Fourteen Latin American and Caribbean countries made history at the UN General Assembly on September 27 by signing the Escazú Agreement, a regional accord on public participation and access to information and justice in environmental affairs. It is the first region-wide agreement of its kind and has been touted a big step forward in recognising the rights of environmental defenders. Signatories now need to ratify the Agreement internally before it can enter into force.

The region has been plagued by urgent problems: impunity for crimes against frontline land and environmental defenders has been widespread, with activists slaughtered in record numbers; governments have failed to uphold laws respecting communities’ right to be consulted on the impacts of extractive and infrastructure projects; and information disclosure on the part of many national and international companies has been grossly inadequate.

So what will the Escazú Agreement change?

 

Amanda Romero, senior researcher and representative for Latin America, Business & Human Rights Resource Centre

The Escazú Agreement is key for the business & human rights agenda. In line with theUN’s Guiding Principles on Human Rights (UNGPS), company operations should comply with national and international human rights standards, including respecting human rights defenders. Therefore, once the Agreement enters into force, corporations must comply with this instrument.  But private and State-owned companies operating in Latin America, both national and transnational, should make changes in their social and environmental approaches by addressing past and current harm their commercial activities have inflicted. For instance, article 6 of the agreement (part 12) encourages States to “take the necessary measures through legal or administrative frameworks” to not only enable civil society access to environmental information that private institutions have, but to allow them to learn about the “risks and effects on human health and the environment” that these operations entail.

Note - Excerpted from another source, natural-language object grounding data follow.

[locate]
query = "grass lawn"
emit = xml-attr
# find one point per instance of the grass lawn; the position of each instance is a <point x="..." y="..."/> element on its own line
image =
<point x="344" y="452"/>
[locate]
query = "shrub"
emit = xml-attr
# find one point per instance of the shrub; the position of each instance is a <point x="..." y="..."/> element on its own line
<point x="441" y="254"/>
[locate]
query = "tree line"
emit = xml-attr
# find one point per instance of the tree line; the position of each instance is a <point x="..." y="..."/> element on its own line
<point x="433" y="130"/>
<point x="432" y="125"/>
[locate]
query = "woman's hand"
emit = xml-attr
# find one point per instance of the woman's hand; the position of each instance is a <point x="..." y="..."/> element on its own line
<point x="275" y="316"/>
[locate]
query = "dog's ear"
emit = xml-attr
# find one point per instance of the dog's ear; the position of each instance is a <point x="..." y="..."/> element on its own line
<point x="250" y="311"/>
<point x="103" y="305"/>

The Agreement also stipulates that “In accordance with its capacities”, each State shall “encourage public and private companies, particularly large companies to prepare sustainability reports that reflect their social and environmental performance. This means that companies should do more and better human rights due diligence and compliance on cases in which victims allege corporate responsibility.  Impact assessments must go beyond environmental issues as understood by States and companies as “collateral damage” at the altar of development. In Latin America, this includes providing sanctions to companies that operate unpunished for contaminating water sources, privatise its access for vast groups of the population, destroy traditional seeds and crops and displace entire groups that lose their livelihoods due to energy, agriculture, mining or oil industrial projects.

Andrés Nápoli, executive director of Argentina’s Environment and Natural Resources Foundation of (FARN)

The Escazú Agreement, also known as the Agreement on Principle 10, is one of the most important environmental instruments of the last 20 years and is the first one adopted by Latin American and Caribbean countries. This road, which began at the Rio+20 summit in 2012, was one of the responses given by the countries of the region to the alarming increase in environmental conflicts and the reactions provoked in people and the environment by global phenomena like climate change.

It’s no coincidence that the agreement was created as the international community embarks on an ambitious path towards sustainable development. There’s no doubt that the full application of Principle 10 is at the heart of the 2030 Agenda [for sustainable development] and that it will be a fundamental tool to consolidate the climate change governance. It guarantees that every person, especially those excluded or in vulnerale situations, has reliable access to information, can participate effectively in decision-making processes, especially those whose livelihoods are impacted, and can have access to justice to allow a more fair distribution of the costs and benefits of development.